Procter & Gamble announces agreement to merge beauty brands with Coty
Is P&G done with divestitures?
P&G also announced that with the Coty sale, it has “substantially completed” the portfolio trimming strategy that it announced last year.[2. As per comments provided by Jon Moeller, P&G CFO, during a conference call] The brand divestitures, numbering ~93 out of a possible 100, according to last year’s announcement, will enable P&G to focus on its core portfolio where it’s more market dominant, particularly on its faster-growing brands and businesses.
Coty joins the big leagues
The deal’s an important one for Coty.

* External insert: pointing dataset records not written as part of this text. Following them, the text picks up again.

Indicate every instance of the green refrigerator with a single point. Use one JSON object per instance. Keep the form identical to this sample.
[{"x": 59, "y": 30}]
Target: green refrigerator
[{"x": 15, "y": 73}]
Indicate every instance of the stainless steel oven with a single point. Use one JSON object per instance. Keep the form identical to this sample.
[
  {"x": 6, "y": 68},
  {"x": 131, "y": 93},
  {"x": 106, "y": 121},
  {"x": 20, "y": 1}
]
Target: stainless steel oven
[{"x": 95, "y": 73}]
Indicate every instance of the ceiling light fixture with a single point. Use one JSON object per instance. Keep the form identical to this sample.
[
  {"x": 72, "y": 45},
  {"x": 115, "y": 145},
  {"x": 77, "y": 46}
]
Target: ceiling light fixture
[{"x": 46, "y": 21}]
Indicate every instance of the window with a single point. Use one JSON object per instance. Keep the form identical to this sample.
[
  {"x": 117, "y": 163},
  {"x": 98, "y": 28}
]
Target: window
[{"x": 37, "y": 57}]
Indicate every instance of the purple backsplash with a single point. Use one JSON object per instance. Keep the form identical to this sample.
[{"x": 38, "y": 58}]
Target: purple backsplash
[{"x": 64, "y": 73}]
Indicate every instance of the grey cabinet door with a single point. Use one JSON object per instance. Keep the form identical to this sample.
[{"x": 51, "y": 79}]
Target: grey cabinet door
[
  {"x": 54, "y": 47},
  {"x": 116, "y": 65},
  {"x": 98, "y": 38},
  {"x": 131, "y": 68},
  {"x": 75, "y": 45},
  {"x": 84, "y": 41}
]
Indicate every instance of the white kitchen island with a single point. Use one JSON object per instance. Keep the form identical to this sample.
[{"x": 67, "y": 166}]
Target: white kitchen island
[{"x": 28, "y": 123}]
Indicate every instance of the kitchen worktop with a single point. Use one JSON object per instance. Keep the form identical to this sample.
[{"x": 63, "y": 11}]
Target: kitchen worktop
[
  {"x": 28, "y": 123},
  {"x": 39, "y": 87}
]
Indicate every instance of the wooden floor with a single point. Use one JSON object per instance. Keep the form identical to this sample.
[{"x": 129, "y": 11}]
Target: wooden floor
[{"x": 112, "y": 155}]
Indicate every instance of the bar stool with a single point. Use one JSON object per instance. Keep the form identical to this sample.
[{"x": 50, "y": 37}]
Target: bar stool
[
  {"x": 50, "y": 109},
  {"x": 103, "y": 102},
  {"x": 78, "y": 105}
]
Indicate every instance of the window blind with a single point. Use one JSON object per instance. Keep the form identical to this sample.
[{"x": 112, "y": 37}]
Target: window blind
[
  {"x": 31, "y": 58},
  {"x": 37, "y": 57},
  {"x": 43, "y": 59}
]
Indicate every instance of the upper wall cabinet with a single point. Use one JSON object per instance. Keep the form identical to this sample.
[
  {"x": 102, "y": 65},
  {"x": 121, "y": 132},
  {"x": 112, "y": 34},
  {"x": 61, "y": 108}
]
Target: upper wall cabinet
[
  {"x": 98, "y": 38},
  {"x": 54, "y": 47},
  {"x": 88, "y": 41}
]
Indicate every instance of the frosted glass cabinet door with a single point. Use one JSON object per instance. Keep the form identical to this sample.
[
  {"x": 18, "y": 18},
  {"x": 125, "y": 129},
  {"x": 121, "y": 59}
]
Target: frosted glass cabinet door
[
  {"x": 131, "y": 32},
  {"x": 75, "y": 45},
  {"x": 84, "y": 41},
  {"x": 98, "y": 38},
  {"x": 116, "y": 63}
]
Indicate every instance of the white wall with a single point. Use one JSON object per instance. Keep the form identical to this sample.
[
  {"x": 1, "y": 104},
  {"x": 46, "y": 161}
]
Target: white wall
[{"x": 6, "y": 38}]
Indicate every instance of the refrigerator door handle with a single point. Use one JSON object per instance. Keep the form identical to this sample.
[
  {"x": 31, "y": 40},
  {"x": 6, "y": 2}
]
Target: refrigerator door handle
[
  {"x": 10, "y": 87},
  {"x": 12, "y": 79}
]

It will more than double the company’s annual sales to $10.5 billion from $4.6 billion in fiscal 2014.[1. Year ending June 30, 2014] In the process, Coty will move ahead of global rivals, including US-based Avon Products (AVP), Britain’s Unilever (UL) (UN), Japan’s Shiseido (SSDOY), and Germany’s Beiersdorf (BEI.DE) (BDRFY) in terms of beauty sales.[2. Company financials, Euromonitor International, and Nielsen data and estimates]
Here are a few other advantages the deal brings Coty:
- The deal catapults Coty to the world number three position in beauty products, almost equal with Estée Lauder (EL).
- Coty becomes the number one player in fragrances, overtaking France’s L’Oréal (LRLCY) (OR.PA).
- Coty rises to the third spot worldwide in color cosmetics, behind L’Oréal and Estée Lauder.
In this series, we’ll analyze the impact of the deal on the financials of both P&G and Coty. We’ll also analyze the deal structure, the tax impact, and what the deal means to their respective shareholders. And most importantly, we’ll look at the market reaction to the transaction and its impact on PG and COTY.
PG is a consumer staples stock. It’s the top holding in the Consumer Staples Select Sector SPDR Fund (XLP), with 12.4% weight.